Theoretical foundations
Theory of Planned Behaviour and awareness as a cognitive driver
The TPB posits that behavioural intentions (and thus behaviours) are shaped by attitudes towards the behaviour, subjective norms and perceived behavioural control (Ajzen 1991). In organisational adoption contexts, TPB is often operationalised through managerial perceptions and beliefs. Environmental-social awareness captures a firm’s recognition that green logistics can reduce pollution, improve reputation and signal corporate social responsibility. Such awareness is conceptually aligned with an attitude component in TPB and may also reflect perceived normative desirability, particularly when sustainability is becoming an expected standard in many supply chains. In practice, managers who believe that green logistics deliver environmental and social benefits are more likely to support investments, allocate attention and overcome implementation inertia. Awareness can also shape how managers interpret signals from regulators and customers, making them more willing to translate external expectations into concrete operational changes.
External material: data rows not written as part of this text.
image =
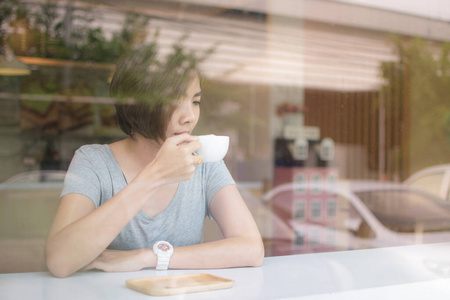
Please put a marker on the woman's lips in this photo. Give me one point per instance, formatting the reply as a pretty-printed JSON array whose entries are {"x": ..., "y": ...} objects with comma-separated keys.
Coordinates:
[{"x": 178, "y": 133}]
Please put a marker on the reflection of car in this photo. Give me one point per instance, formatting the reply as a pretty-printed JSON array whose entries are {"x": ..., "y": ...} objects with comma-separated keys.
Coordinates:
[
  {"x": 435, "y": 180},
  {"x": 357, "y": 215},
  {"x": 28, "y": 202},
  {"x": 39, "y": 176}
]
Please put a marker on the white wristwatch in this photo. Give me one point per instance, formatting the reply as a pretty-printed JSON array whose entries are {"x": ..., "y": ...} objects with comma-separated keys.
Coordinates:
[{"x": 163, "y": 250}]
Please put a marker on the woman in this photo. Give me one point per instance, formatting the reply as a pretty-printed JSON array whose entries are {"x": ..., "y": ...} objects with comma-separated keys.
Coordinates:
[{"x": 120, "y": 200}]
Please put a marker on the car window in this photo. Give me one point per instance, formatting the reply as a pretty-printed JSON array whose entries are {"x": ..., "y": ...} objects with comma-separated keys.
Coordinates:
[
  {"x": 430, "y": 183},
  {"x": 348, "y": 219},
  {"x": 407, "y": 211}
]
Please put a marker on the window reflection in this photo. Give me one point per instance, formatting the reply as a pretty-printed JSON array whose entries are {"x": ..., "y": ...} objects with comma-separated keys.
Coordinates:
[{"x": 311, "y": 101}]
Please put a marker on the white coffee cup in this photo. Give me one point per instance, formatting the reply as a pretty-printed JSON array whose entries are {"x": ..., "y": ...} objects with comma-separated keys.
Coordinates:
[{"x": 214, "y": 147}]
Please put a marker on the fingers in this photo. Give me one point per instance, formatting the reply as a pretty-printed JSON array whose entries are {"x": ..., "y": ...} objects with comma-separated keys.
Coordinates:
[
  {"x": 188, "y": 142},
  {"x": 198, "y": 160}
]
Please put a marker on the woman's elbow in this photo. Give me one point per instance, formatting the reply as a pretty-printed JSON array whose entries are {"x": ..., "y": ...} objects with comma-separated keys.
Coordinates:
[
  {"x": 56, "y": 264},
  {"x": 257, "y": 257}
]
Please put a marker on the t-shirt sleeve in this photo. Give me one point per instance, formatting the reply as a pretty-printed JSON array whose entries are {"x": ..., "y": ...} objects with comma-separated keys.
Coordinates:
[
  {"x": 81, "y": 178},
  {"x": 217, "y": 177}
]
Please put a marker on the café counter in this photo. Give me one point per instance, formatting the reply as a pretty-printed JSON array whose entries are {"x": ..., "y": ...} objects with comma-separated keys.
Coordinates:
[{"x": 407, "y": 272}]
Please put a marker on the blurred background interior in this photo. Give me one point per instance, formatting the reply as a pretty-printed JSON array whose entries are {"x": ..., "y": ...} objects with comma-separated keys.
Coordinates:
[{"x": 338, "y": 112}]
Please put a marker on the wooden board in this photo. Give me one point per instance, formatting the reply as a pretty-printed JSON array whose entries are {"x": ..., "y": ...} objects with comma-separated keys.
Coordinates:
[{"x": 178, "y": 284}]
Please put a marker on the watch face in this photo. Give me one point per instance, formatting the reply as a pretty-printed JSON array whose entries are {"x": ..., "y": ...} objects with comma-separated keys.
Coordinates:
[{"x": 163, "y": 247}]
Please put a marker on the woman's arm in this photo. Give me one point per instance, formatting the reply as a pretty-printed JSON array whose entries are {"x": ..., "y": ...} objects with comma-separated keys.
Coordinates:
[
  {"x": 241, "y": 246},
  {"x": 80, "y": 233}
]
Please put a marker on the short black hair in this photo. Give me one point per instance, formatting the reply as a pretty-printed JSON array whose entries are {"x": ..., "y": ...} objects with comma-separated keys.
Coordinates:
[{"x": 152, "y": 86}]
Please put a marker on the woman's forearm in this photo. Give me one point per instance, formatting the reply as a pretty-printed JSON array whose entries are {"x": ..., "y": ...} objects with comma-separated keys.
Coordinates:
[
  {"x": 77, "y": 244},
  {"x": 227, "y": 253}
]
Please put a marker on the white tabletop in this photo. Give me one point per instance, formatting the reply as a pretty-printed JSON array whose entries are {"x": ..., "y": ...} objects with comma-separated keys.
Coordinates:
[{"x": 409, "y": 272}]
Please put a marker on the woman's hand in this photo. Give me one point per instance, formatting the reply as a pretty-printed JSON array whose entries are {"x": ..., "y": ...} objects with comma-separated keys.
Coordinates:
[
  {"x": 122, "y": 261},
  {"x": 174, "y": 162}
]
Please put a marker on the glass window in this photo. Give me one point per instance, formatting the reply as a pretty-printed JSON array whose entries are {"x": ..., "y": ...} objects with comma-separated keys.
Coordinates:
[
  {"x": 431, "y": 183},
  {"x": 327, "y": 114}
]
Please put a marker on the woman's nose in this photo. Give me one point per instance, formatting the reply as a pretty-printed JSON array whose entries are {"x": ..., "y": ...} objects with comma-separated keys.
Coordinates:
[{"x": 186, "y": 112}]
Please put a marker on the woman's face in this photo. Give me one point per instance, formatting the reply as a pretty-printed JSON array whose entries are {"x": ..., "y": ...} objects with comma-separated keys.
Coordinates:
[{"x": 187, "y": 111}]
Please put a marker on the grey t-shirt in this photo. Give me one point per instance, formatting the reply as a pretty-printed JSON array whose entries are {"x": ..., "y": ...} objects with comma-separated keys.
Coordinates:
[{"x": 95, "y": 173}]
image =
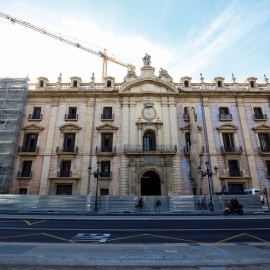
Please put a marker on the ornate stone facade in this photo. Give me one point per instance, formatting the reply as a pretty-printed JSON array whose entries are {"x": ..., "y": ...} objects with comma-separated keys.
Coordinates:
[{"x": 143, "y": 131}]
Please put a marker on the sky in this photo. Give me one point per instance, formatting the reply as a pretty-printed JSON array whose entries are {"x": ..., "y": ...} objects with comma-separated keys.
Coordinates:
[{"x": 186, "y": 38}]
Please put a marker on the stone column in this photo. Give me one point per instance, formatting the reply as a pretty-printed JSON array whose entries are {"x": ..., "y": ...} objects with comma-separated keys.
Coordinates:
[
  {"x": 247, "y": 140},
  {"x": 85, "y": 180},
  {"x": 217, "y": 185},
  {"x": 48, "y": 149}
]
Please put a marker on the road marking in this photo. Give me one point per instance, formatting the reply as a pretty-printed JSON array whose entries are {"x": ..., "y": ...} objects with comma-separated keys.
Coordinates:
[
  {"x": 91, "y": 237},
  {"x": 239, "y": 235},
  {"x": 29, "y": 223}
]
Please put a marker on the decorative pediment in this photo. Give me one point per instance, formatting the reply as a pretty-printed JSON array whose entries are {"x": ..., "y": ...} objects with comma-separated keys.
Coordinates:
[
  {"x": 107, "y": 127},
  {"x": 262, "y": 128},
  {"x": 32, "y": 127},
  {"x": 227, "y": 127},
  {"x": 187, "y": 128},
  {"x": 70, "y": 127}
]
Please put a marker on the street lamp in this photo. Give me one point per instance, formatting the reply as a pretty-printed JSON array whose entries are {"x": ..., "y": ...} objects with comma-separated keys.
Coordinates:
[{"x": 209, "y": 173}]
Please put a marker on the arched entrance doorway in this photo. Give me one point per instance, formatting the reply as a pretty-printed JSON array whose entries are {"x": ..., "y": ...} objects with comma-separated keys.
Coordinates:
[{"x": 150, "y": 184}]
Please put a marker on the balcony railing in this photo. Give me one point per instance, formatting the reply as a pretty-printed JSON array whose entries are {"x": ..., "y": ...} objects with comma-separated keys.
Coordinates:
[
  {"x": 264, "y": 149},
  {"x": 71, "y": 116},
  {"x": 157, "y": 148},
  {"x": 105, "y": 174},
  {"x": 224, "y": 116},
  {"x": 67, "y": 149},
  {"x": 27, "y": 174},
  {"x": 260, "y": 116},
  {"x": 106, "y": 149},
  {"x": 64, "y": 173},
  {"x": 28, "y": 149},
  {"x": 187, "y": 150},
  {"x": 231, "y": 149},
  {"x": 186, "y": 117},
  {"x": 107, "y": 117},
  {"x": 235, "y": 173},
  {"x": 35, "y": 116}
]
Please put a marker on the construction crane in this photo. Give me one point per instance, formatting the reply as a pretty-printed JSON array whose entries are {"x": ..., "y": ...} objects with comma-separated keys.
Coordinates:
[{"x": 49, "y": 33}]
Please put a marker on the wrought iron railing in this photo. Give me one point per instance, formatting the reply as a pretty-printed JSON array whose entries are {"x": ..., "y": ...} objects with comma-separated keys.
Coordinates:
[
  {"x": 35, "y": 116},
  {"x": 25, "y": 174},
  {"x": 223, "y": 116},
  {"x": 64, "y": 174},
  {"x": 231, "y": 149},
  {"x": 73, "y": 149},
  {"x": 28, "y": 149},
  {"x": 105, "y": 149},
  {"x": 71, "y": 116},
  {"x": 156, "y": 148}
]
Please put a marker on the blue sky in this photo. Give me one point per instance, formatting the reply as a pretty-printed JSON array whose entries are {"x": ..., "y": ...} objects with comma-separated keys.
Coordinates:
[{"x": 186, "y": 38}]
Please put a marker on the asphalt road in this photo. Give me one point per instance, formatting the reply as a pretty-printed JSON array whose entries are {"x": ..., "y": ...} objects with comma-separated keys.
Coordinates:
[{"x": 192, "y": 232}]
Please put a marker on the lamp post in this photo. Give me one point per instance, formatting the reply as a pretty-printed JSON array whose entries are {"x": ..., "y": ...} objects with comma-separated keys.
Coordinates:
[
  {"x": 96, "y": 175},
  {"x": 209, "y": 173}
]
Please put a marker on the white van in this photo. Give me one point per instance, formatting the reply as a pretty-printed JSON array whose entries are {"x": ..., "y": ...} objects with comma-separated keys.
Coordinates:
[{"x": 254, "y": 191}]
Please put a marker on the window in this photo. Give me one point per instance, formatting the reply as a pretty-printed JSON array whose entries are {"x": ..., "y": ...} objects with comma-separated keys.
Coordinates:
[
  {"x": 234, "y": 170},
  {"x": 22, "y": 191},
  {"x": 149, "y": 141},
  {"x": 65, "y": 169},
  {"x": 264, "y": 141},
  {"x": 107, "y": 113},
  {"x": 69, "y": 142},
  {"x": 106, "y": 142},
  {"x": 105, "y": 169},
  {"x": 72, "y": 113},
  {"x": 104, "y": 191},
  {"x": 30, "y": 143},
  {"x": 36, "y": 113},
  {"x": 26, "y": 169}
]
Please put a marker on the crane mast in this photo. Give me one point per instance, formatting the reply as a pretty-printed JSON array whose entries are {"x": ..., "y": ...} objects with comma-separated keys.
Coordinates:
[{"x": 46, "y": 32}]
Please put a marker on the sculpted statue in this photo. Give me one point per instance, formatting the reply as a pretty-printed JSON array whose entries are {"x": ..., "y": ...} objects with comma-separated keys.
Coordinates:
[{"x": 146, "y": 60}]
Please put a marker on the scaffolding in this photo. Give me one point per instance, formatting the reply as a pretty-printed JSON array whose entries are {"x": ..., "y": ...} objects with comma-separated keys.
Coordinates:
[{"x": 13, "y": 95}]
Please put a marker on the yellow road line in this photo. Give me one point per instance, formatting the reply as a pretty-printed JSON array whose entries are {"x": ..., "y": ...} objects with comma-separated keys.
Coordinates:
[
  {"x": 238, "y": 235},
  {"x": 29, "y": 223}
]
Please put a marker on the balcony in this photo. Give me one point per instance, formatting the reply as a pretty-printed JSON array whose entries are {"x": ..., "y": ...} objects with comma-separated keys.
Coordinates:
[
  {"x": 187, "y": 150},
  {"x": 147, "y": 150},
  {"x": 260, "y": 117},
  {"x": 28, "y": 150},
  {"x": 225, "y": 117},
  {"x": 105, "y": 150},
  {"x": 231, "y": 150},
  {"x": 71, "y": 117},
  {"x": 107, "y": 117},
  {"x": 35, "y": 117},
  {"x": 24, "y": 174},
  {"x": 107, "y": 175},
  {"x": 186, "y": 117},
  {"x": 65, "y": 150},
  {"x": 264, "y": 150},
  {"x": 64, "y": 174},
  {"x": 235, "y": 173}
]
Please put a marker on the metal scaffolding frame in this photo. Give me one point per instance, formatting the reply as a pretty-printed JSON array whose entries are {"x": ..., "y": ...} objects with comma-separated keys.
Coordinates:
[{"x": 13, "y": 95}]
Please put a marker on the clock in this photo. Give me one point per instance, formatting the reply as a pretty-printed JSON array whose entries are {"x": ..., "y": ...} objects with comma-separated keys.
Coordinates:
[{"x": 149, "y": 113}]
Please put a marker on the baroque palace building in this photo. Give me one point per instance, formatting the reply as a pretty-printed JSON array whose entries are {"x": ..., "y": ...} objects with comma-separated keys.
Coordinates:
[{"x": 149, "y": 134}]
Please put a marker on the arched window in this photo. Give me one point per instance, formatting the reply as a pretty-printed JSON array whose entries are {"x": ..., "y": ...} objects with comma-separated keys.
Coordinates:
[{"x": 149, "y": 141}]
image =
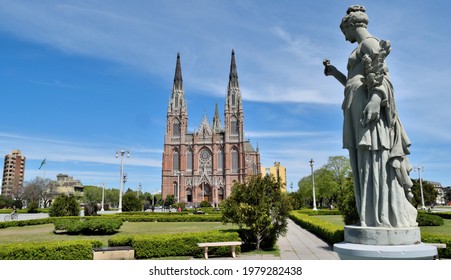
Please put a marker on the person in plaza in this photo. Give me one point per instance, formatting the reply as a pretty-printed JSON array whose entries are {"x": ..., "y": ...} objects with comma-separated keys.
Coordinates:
[{"x": 372, "y": 131}]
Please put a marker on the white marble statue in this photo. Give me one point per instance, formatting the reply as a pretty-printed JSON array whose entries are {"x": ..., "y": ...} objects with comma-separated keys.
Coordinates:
[{"x": 372, "y": 132}]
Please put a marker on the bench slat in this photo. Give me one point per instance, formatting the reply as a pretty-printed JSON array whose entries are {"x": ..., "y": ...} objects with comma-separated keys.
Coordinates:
[{"x": 232, "y": 245}]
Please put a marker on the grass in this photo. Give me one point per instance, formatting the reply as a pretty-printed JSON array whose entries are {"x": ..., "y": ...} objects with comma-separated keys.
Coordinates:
[{"x": 43, "y": 233}]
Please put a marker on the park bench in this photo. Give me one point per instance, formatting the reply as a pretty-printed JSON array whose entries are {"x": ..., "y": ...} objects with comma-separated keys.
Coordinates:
[
  {"x": 114, "y": 253},
  {"x": 232, "y": 245}
]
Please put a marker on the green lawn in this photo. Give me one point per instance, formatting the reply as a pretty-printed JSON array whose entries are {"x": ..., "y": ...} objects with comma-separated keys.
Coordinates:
[
  {"x": 42, "y": 233},
  {"x": 445, "y": 229}
]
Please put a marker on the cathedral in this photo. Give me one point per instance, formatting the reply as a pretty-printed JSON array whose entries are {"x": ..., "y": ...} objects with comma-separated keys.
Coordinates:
[{"x": 203, "y": 165}]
Technology–Organisation–Environment framework and contextual readiness
The TOE framework explains innovation adoption through three contexts: technological, organisational and environmental (Tornatzky et al. 1990). In the case of green logistics, the technological context includes the availability of logistics-related technologies and infrastructure (e.g. tracking, optimisation tools, digital platforms and transport infrastructure) that enable greener operations. The organisational context includes INT, resources and managerial systems that support implementation. The environmental context includes EXTs from regulation, customers and competitors that can motivate adoption, particularly when firms operate in markets where sustainability is becoming a baseline requirement. Because GLP involves both motivation (why adopt) and capability (how to adopt), combining TPB (cognitive motivation and perceived value) with TOE (contextual readiness and pressure) provides a stronger foundation for explaining adoption behaviour than either framework alone.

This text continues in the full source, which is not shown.